L’accord était de tester une activité nouvelle et unique. L’idée était d’approcher des donneurs potentiels en public, dans la rue, en espérant qu’environ un millier serait d’accord pour remplir un formulaire bancaire. Le formulaire était très long et certifiait que ces nouveaux donneurs convenaient à payer Greenpeace un don chaque mois. Rien de tel n’avait été essayé auparavant.
À l’époque en Autriche, les gens payaient encore par chèque qu’ils postaient, ou directement à la banque. Seulement les compagnies d’énergies et le marché émergent de la téléphonie mobile étaient capables de prélever électroniquement et automatiquement directement aux banques.
Pour atteindre le nombre magique de 1.000 donneurs, il avait été estimé qu’il faudrait approcher au moins 10.000 personnes. Personnellement, je trouvais cela incroyable – voire fou !
Comme Ken Burnett disait toujours : « ce que l’on a besoin dans le monde de la collecte de fonds, c’est un système bancaire électronique qui nous permet de récolter de l’argent n’importe où ». Après seulement quelques mois, je réalisais que ce moyen extraordinaire et visionnaire marchait et les dons s’accumulaient sans limites sur le compte en banque de Greenpeace Autriche.
Greenpeace Autriche fut avant-gardiste sur bien des points qui transformèrent les dons dans la rue. Tout d’abord, cela réduisit les dons en espèces, ce qui arrangeaient à la fois les donneurs et l’organisation. Les négociations avec les banques entreprises par Gerald Kaufmann furent chères à Greenpeace. Ensuite, approcher les donneurs potentiels dans la rue donna à Greenpeace une certaine couverture médiatique chaque jour. Les collecteurs de fonds dans la rue portaient la marque Greenpeace sur eux. Enfin, le fait que la relation entre le donneur et Greenpeace commençai par un contact humain aida énormément. C’était un tout nouveau concept que les gens adoptèrent très vite.
Il devint clair rapidement que 70% des donneurs recrutés avaient entre 20 et 35 ans (tout comme ceux qui étaient chargés de les aborder). Ces gens engagés, voulaient changer le monde en supportant régulièrement Greenpeace.
Le test fut un succès et l’agence dut employer plus de personnels. La plupart de ces jeunes avaient un look d’étudiant plutôt cool. Et c’est d ‘ailleurs pourquoi il fut difficile de contrôler leur approche qui paraissait parfois un peu trop amicale. En même temps, ces jeunes étaient dans la rue en train de récolter des fonds pour Greenpeace.
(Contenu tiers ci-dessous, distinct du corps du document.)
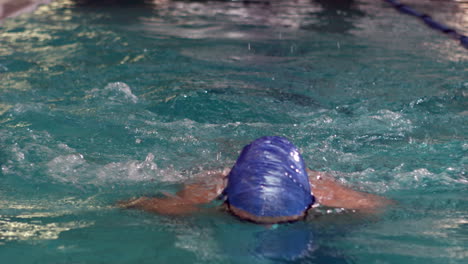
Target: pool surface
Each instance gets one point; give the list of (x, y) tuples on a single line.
[(102, 103)]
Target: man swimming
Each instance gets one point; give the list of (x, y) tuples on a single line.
[(268, 184)]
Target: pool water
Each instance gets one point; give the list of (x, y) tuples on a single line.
[(103, 103)]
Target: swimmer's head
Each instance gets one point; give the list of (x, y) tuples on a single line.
[(269, 183)]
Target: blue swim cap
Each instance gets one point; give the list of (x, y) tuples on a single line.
[(269, 180)]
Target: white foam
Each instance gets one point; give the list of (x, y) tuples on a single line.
[(121, 91)]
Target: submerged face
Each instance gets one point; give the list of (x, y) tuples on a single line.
[(269, 183)]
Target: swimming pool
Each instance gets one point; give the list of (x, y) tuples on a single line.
[(100, 104)]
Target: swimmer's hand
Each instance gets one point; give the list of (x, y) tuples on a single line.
[(331, 193), (208, 187)]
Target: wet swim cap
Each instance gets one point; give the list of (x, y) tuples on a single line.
[(269, 180)]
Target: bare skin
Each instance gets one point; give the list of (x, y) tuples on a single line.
[(326, 190)]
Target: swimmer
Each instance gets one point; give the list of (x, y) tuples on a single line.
[(268, 184)]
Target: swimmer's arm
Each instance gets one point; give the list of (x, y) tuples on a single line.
[(209, 187), (330, 193)]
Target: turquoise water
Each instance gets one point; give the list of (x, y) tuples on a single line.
[(100, 104)]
Quelle belle image qui permit aussi de communiquer les problèmes environnementaux au grand public et particulièrement aux jeunes.
À la fin de l’année 1995, Greenpeace Autriche avait déjà recruté 13.000 nouveaux donneurs réguliers et n’en perdis presque aucun la deuxième année.
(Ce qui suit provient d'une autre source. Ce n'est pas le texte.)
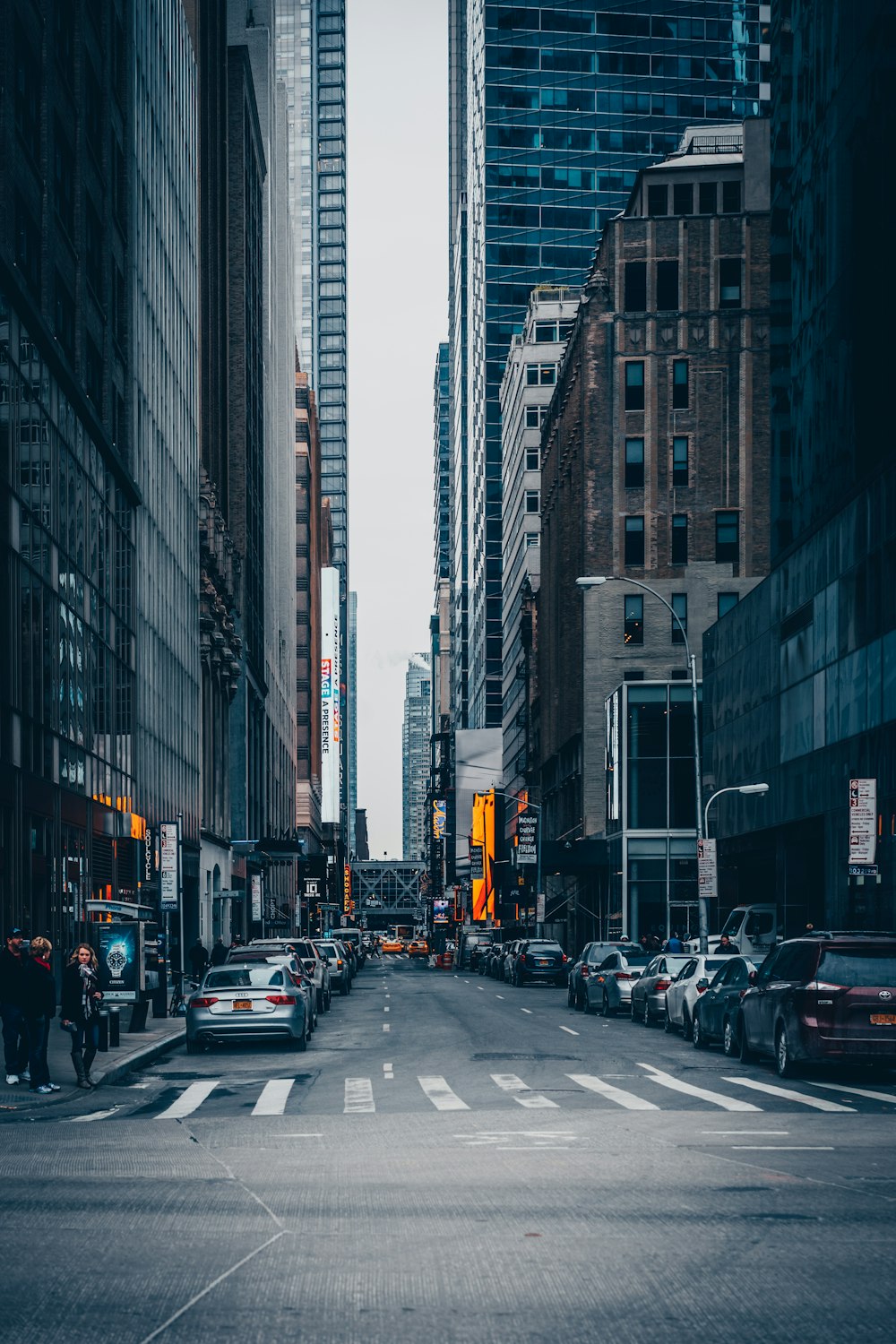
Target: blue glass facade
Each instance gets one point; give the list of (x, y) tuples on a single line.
[(552, 113)]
L’année suivante, et dans plusieurs pays, Greenpeace eut du mal à garder ces nouveaux donneurs qui avaient rejoins l’organisation à l’aube de cette « vague verte » due aux essaies nucléaires et au problème Brent Spar. Cependant, grâce à Direct Dialog, Greenpeace Autriche recruta de nouveaux 50.000 supporteurs par prélèvement bancaire. Ce soutien régulier était estimé durer entre sept et dix ans. De plus, cette méthode de collecte de fonds face à face eut tellement de succès en Autriche que le clergé Autrichien demanda un débat au parlement en clamant que Greenpeace « prenait l’argent destiné aux églises ».
Lentement, d’autres organisations s’intéressèrent à cette méthode de récolte de fonds dans la rue – appelé dialogue direct. Il était temps pour Greenpeace International de sortir cette campagne au niveau international. En 1996, Greenpeace implémentait sa campagne de dialogue directe dans le monde. Aujourd’hui, cette méthode est encore principalement utilisé pour le recrutement de nouveaux donneurs à travers le monde, et marche toujours aussi bien dans de nombreux pays comme la Chine, la Thaïlande, l’Inde, l’Amérique Latine, l ‘Amérique du Nord et en Europe. Depuis, des millions et des millions d’euros ont été récolté grâce à aux donneurs recruté par cette méthode.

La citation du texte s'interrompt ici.